Man! Im so disgusted and disappointed and irked and and and so many many emotions i cant figure out wad im feeling. :(
One thing for sure, I cant share my feelings to anyone as freely anymore. Which is sad, because i talk as and when i liked. Never would have thought these talks would be used against me. This really disgust me. And, if you think that im sharing with you because i like you, you are absolutely wrong. I shared because i want to rant it out. I don't like to bottle things up. I guess some of the girls would agree with me.

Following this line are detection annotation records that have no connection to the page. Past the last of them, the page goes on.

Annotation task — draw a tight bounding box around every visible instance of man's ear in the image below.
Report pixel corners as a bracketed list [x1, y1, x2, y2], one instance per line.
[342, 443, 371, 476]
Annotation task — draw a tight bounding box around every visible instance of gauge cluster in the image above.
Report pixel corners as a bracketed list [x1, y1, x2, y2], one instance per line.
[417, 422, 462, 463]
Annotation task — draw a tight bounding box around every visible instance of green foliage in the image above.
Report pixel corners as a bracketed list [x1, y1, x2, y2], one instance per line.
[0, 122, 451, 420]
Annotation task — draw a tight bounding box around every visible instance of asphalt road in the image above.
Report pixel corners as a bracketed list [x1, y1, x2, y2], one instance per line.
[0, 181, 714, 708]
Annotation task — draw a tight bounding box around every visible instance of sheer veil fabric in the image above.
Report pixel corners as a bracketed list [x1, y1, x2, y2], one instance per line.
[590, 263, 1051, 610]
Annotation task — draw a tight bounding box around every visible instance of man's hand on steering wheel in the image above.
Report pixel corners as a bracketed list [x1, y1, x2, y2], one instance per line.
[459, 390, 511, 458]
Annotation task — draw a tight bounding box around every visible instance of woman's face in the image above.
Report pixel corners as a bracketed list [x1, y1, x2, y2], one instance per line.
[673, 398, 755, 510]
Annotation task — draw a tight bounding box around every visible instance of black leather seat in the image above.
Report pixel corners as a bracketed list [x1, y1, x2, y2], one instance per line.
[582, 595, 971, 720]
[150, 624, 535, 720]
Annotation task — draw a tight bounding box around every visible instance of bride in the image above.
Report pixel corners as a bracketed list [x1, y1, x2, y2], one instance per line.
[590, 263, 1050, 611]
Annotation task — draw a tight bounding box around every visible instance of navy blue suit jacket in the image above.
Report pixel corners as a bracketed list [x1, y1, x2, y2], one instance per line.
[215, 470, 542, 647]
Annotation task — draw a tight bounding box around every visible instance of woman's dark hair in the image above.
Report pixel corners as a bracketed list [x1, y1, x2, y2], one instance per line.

Man, i really really hate you. or rather, dislike, detest, argh! whatever bad things i could have mentioned! *&^%$#! I so wanna get my revenge. But but but, God is so gracious, when i so wanna do so, he reminded me to love and be patient and love keeps no wrongdoings. But God, let me rant first can? haha. He still have the balls to talk to me man. At this point of time i alr want to ask him to (*&^% off. Bacause of him, i rejected supper with cry, though he's sick. Poor thing, but yea, better be safe than sorry. And i hope tt he's not too sad.
God, im done with ranting. Im ready to forgive and help me help me to be patient and gentle in spirit. And don't be vengeful. hee. Help me to choose wisely the friends i should befriend and i thank God for the ones who knows me and still love me for who i am.